POUR GARANTIR LA SECURITE DES MEDECINS DANS LE VAL-DE-MARNE L’ORDRE PREND DES MESURES RADICALES

Vidéosurveillance, géolocalisation, livret de sécurité, ou encore numéro de téléphone dédié avec un référent…nombreuses sont les solutions adoptées dans le Val-de-Marne pour améliorer la sécurité des médecins. Car si la tendance nationale en termes de violences à l’égard de ces derniers demeure au-dessus de la moyenne de ces dix dernières années, en dépit d’un léger recul en 2012 avec vingt-quatre déclarations d’incidents de moins recensées par rapport à 2011, le Val-de-Marne qui a longtemps figuré dans le triste Top 10 des départements les plus violents de France, est sorti ces dernières années de ce classement.
Nouvelle étape dans le partenariat entre le Conseil départemental de l’ordre des médecins, les forces de sécurité, la Préfecture, l’Agence régionale de santé ainsi que les services du Procureur : l’acquisition d’une vingtaine de boitiers de géolocalisation, distribués nommément aux médecins effecteurs de la permanence de soin en nuit profonde qui vont leur permettre de se rendre plus sereinement dans les quartiers « à connotation sensible ».
Selon Bernard Le Douarin, président du Conseil départemental de l’Ordre des médecins qui a également en charge de l’observatoire national de la sécurité des médecins, ces mesures sont suffisantes, le protocole permettant une adaptation au regard des retours d’expériences.
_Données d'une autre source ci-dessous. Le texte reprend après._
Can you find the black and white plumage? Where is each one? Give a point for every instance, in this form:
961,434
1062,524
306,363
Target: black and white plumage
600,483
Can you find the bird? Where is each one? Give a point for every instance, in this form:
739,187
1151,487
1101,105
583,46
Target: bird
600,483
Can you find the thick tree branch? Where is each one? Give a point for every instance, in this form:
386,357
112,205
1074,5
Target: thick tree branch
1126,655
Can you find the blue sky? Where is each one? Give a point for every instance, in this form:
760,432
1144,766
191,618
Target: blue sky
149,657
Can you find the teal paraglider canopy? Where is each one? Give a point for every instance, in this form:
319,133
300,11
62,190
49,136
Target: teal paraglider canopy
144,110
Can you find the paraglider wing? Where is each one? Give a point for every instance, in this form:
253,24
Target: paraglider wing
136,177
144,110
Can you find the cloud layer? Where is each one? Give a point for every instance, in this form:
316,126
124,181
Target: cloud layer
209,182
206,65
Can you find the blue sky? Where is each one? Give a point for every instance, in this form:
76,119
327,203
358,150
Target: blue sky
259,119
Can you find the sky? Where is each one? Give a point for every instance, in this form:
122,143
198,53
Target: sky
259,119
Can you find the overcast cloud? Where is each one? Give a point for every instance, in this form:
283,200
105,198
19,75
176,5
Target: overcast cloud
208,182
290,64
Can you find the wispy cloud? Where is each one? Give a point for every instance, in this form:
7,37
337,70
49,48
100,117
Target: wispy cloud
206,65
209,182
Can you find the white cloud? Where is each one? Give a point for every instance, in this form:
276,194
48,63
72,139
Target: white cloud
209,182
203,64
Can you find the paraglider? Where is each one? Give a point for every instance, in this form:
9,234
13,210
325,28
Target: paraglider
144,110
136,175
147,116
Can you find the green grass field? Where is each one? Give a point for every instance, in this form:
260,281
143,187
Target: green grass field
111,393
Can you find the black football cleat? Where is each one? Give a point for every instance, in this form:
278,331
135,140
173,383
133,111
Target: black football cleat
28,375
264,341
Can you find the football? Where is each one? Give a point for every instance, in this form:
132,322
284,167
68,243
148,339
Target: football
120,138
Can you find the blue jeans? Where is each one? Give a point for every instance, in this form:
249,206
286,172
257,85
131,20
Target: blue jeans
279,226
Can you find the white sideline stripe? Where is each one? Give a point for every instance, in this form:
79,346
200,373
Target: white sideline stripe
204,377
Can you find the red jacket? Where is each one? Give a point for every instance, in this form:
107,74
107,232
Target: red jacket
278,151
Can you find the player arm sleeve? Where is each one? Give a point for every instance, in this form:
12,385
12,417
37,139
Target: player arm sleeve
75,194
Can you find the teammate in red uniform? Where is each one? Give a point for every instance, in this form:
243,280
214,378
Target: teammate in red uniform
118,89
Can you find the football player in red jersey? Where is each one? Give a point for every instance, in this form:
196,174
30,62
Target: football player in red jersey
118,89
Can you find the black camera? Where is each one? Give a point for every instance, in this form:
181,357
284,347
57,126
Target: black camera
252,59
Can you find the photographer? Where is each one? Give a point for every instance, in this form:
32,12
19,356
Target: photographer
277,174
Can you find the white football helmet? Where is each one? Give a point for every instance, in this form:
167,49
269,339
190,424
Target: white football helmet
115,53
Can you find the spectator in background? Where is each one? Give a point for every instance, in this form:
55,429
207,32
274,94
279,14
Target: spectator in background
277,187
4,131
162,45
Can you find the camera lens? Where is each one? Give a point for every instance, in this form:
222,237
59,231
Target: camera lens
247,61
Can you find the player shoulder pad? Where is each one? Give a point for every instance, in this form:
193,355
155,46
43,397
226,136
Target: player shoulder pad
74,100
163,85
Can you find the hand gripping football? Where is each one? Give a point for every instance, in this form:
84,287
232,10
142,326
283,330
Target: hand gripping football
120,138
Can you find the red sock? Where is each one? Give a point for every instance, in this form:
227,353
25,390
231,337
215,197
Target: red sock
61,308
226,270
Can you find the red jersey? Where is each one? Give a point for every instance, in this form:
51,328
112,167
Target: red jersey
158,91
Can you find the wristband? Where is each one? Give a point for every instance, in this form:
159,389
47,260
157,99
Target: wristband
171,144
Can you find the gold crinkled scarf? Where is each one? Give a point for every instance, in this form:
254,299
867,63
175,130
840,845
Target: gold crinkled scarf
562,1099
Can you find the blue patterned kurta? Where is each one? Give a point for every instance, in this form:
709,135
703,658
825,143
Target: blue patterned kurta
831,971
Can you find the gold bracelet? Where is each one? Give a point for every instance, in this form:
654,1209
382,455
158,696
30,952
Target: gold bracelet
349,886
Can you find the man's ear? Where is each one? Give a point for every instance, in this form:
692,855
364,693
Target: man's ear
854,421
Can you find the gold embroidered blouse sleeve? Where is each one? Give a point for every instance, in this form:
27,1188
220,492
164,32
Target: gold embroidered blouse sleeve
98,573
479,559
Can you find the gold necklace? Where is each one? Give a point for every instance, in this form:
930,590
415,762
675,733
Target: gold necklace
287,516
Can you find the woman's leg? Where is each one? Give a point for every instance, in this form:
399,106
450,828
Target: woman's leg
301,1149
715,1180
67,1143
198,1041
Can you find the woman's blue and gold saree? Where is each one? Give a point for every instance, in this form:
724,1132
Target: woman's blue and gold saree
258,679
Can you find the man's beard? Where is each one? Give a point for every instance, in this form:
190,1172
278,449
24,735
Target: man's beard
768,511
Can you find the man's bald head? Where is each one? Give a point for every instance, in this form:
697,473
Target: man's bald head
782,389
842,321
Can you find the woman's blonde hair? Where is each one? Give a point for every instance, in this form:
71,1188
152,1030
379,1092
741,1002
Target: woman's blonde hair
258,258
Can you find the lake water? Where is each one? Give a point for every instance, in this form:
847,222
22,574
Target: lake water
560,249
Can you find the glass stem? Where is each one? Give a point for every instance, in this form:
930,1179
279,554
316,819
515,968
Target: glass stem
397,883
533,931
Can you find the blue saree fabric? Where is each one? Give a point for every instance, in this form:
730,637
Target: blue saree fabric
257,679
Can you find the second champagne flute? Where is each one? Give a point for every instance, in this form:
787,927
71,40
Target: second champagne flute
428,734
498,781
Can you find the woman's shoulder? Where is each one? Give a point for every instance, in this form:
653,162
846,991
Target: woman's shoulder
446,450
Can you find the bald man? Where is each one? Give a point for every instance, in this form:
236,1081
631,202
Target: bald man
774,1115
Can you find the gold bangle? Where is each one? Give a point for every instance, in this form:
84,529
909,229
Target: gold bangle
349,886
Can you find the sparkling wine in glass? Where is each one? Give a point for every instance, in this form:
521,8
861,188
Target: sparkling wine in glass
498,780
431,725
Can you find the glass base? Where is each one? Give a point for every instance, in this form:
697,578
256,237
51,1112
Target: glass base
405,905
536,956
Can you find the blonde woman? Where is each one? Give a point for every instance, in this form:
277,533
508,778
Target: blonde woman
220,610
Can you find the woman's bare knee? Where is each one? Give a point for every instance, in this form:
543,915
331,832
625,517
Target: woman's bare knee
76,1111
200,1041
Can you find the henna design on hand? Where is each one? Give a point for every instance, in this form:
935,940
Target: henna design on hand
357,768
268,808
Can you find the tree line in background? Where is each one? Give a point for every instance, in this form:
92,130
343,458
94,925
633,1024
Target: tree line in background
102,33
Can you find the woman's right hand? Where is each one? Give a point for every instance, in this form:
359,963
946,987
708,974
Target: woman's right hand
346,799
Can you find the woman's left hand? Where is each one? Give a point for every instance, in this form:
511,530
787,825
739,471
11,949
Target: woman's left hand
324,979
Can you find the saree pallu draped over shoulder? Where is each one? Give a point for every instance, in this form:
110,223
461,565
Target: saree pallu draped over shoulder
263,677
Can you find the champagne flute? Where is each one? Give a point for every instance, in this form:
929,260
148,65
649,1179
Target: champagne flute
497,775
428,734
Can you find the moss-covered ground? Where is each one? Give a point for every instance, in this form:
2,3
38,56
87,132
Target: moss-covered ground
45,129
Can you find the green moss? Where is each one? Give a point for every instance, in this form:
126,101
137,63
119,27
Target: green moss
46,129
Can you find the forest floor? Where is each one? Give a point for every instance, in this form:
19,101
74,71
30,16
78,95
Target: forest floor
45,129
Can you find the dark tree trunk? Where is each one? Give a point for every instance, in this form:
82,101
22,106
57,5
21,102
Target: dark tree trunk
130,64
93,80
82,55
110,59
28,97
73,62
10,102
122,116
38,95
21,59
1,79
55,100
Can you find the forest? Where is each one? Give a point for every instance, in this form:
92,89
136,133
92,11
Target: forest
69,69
Le Dr Le Douarin précise « Si la situation venait à se détériorer, nous serions immédiatement amenés à nous rapprocher de nos partenaires pour mettre en place toutes les mesures nécessaires, comme le déploiement de la vidéosurveillance sur l’espace publique, le protocole prévoyant que nous puissions demander aux maires de placer les caméras dans l’axe des cabinets ». Dans les SAMI, de nouveaux dispositifs ont déjà été installés pour améliorer le sentiment de sécurité des médecins de garde. Dans certaines maisons médicales de garde, un dispositif de communication instantanée entre le vigile qui est à l’extérieur du cabinet et le médecin qui est dans son bureau a été mis en place.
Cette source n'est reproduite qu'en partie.